The master plan for the park also included sidewalks connecting the Yelm-Tenino Trail, the skatepark, Yelm City Park, and Cochrane Park, Harding said.
“It was to create that walkability in that downtown core and that connection between the amenities and our local city services,” he said.
Another thing the city would like to upgrade at some point is the playground equipment at Yelm City Park, Harding said.
The equipment is old and can’t accommodate people with physical disabilities, which newer equipment — such as the playground equipment at Longmire Park — is able to do.
“We’re always looking for … (opportunities to receive grants) to be able to bring those features to the community,” Harding said. “One of the things I told folks in the community when the capital bond failed — especially folks who were highly interested in the park having some sort of an amenity upgrade — is we’ll continue to look for grant opportunities and money that will allow us to do those things. … We had the majority of the community that really supported some of those features. What we heard from a lot of the folks that didn’t support it was they just didn’t feel like they wanted to take on that additional tax burden.”
Spray Park vs. Pool
“One of the things we heard from a lot of folks was that they wanted a pool,” Harding said. “We hear that constantly: ‘We want a pool, we want a pool.’ We’ve looked at the costs associated with those and the cost to operate them, and there would have to be some other additional funding mechanism to make that a reality, much more than just capital.”

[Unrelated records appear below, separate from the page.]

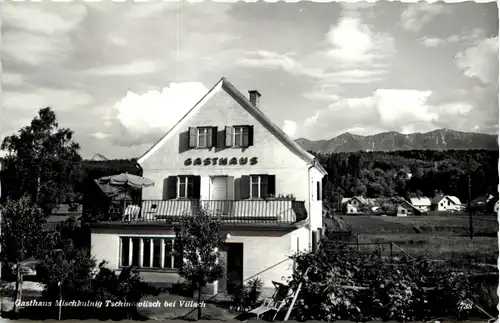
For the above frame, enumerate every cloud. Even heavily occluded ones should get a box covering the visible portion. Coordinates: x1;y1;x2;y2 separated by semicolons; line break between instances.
420;37;445;47
234;51;324;78
301;89;472;138
305;111;321;127
282;120;297;138
323;69;388;85
303;92;340;102
2;73;25;86
301;83;498;140
301;15;394;92
325;17;395;64
452;89;468;96
446;28;486;45
2;31;73;66
3;3;87;35
83;60;165;76
112;82;209;146
2;3;85;68
91;132;113;139
124;1;178;19
455;36;498;84
2;89;93;111
400;3;451;32
420;29;487;48
235;15;394;88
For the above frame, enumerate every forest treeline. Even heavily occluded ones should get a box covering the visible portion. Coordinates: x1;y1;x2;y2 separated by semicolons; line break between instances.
314;149;499;203
0;158;141;204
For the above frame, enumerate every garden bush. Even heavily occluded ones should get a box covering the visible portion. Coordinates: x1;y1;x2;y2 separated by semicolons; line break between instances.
229;277;264;311
288;241;492;322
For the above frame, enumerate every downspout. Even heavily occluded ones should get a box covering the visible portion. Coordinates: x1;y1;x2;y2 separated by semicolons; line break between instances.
307;160;316;249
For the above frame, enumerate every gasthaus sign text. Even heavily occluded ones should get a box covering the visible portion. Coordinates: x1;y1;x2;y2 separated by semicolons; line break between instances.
184;157;258;166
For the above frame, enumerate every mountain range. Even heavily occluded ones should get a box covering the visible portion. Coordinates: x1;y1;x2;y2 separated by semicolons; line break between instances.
295;129;498;153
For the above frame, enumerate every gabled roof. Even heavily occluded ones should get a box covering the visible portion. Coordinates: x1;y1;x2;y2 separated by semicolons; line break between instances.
399;200;420;211
446;196;461;205
353;196;367;204
431;195;462;205
431;195;446;204
341;197;351;204
137;77;327;175
342;196;370;205
410;197;431;206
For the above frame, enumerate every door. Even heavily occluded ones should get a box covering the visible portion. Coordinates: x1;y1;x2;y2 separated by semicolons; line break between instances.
218;243;244;295
211;176;229;214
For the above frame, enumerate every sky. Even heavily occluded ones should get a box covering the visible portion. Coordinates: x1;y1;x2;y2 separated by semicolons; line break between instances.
1;1;498;159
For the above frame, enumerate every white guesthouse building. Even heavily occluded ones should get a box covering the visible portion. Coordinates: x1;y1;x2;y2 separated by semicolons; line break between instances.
90;78;327;296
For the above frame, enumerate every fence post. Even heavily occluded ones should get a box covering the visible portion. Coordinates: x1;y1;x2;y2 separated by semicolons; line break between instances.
390;243;393;260
357;234;360;252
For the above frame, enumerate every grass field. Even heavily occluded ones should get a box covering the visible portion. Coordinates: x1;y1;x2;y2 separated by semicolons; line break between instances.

Specifically, the city has to consider the ongoing operations and maintenance costs associated with pools.
“I think from the city’s perspective we’d like to see those conversations spurred by a grassroots group versus from the city, because they are very expensive ventures,” Harding said. “Our idea at the planning stage for the park was to look for low-cost alternatives the city could do either through local dollars or through grants that would give some immediate amenity to the community — perhaps not the end-goal, but something that would fill in the gap until we were able to either afford or grow into the end-goal.
“And that’s where we developed the spray park idea. We looked at a lot of other communities and a lot of other communities were transitioning from pools to spray parks, mainly because of the sustainability of them versus a pool. And so we thought that would be a great first step that could be low-cost to the community.”
Building a spray park would cost around $250,000, and the operating and maintenance costs per year would be around $30,000, Harding said. In contrast, building a pool would cost several million dollars, and the operating and maintenance costs could be hundreds of thousands of dollars per year, he said.
The Briggs branch of the YMCA in Olympia, for example, has an operations and maintenance cost of around $4.5 million per year, Harding said
“Well, that exceeds the city’s entire budget,” he said. “And so, those amenities are really intended for ... larger population centers. But if a community is willing to pay for those, obviously it’s always an option. I think our direction was really trying to look for something that we could do immediately that would be sustainable, that would carry us through a point in time, and then we could actually bring something like that (a pool) forward.”
Finalizing Rates, Rules
People will be able to rent out the community center, and the city is finalizing rental rates and rules for people using the facility.
Harding said the rates and rules are still in their draft form, and will be discussed by the city council at its study session later this month.
The draft rates and rules are modeled after those of the Lacey Community Center, Harding said.